In response to the devastating earthquakes of 25th April and 12th May 2015 that killed over 8890 people, the consortium of ACT Alliance members Dan Church Aid, Christian Aid, Lutheran World Federation and ICCO Cooperation are launching the Nepal Earthquake Recovery Project (NERP) with funding support from European Commission Humanitarian Aid & Civil Protection (ECHO).
According to a press release issued by Dan Church, the total budget of the project is €1.5 million with the European Union providing €900,000 and €600,000 co-financed by the Act Alliance consortium members. The project intends to directly reach 16,940 people to build back better and safer shelters guided by the ACT Alliance’s Integrated Shelter Approach.
The project will focus on gaps in the immediate humanitarian response. This will include addressing transitional shelter needs providing shelter materials and technical assistance through locally trained shelter technicians enabling affected households to build back better and safer shelters.
The project action will build on the immediate and on-going response carried out by the consortium members after the earthquake. It will include targeted cash transfer support, focus on sanitation needs covering household toilets and access to water and hygiene services at the community level as part of the ACT Alliance integrated shelter approach leading to enhanced resilience to future disasters.
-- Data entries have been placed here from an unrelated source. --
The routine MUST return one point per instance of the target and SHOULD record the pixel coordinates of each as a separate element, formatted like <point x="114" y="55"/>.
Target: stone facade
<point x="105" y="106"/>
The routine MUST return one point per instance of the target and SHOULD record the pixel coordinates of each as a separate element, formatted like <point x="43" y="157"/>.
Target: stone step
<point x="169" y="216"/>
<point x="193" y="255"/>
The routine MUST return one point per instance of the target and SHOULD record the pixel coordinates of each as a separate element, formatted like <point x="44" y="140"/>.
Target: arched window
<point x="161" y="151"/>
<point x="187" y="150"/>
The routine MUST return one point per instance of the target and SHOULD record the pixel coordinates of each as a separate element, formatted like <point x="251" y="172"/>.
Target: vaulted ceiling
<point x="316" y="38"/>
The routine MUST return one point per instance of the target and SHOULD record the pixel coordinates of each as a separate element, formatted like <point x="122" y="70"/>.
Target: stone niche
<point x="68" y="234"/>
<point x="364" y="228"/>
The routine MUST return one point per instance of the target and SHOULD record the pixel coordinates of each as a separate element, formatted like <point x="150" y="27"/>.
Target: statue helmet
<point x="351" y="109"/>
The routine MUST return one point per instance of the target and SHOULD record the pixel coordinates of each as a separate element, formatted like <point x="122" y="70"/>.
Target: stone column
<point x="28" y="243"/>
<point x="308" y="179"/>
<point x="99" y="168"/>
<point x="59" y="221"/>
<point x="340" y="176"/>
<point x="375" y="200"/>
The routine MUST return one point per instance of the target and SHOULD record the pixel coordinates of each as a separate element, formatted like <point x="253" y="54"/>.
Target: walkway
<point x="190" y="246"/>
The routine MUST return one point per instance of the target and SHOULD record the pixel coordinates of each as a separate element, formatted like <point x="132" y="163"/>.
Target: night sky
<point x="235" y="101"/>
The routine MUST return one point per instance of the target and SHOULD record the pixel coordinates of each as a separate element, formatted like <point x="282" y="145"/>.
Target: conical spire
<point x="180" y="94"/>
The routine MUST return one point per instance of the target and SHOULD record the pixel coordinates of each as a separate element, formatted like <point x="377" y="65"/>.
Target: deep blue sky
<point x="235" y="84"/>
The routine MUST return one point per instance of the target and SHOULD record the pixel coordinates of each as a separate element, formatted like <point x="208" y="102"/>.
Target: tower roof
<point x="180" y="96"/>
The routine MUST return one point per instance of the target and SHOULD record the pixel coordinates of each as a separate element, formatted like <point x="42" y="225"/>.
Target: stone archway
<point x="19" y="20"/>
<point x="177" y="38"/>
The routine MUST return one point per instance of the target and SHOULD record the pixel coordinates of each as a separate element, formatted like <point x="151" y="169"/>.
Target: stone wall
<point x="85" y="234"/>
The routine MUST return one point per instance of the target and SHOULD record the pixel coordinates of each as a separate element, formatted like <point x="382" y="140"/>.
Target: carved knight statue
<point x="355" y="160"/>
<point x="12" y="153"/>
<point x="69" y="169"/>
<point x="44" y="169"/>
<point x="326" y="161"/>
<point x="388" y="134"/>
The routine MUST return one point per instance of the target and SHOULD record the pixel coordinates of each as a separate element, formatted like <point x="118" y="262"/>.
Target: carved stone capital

The project will run from August 2015 to May 2016 covering 14 highly affected VDCs of Dhading, Makawanpur, Rasuwa and Sindulpalchok districts.
The project will establish a baseline and continuously monitor its progress by using innovative mobile phone based technologies like the AKVO and Really Simple Reporting (RSR) apps for assessing performance and gaps. An end line survey will be carried out to determine the impact of the project. The findings will be shared with all the concerned stakeholders.
The consortium will implement the project through local partners in some of the hardest to reach areas in Nepal's mountains and high hills.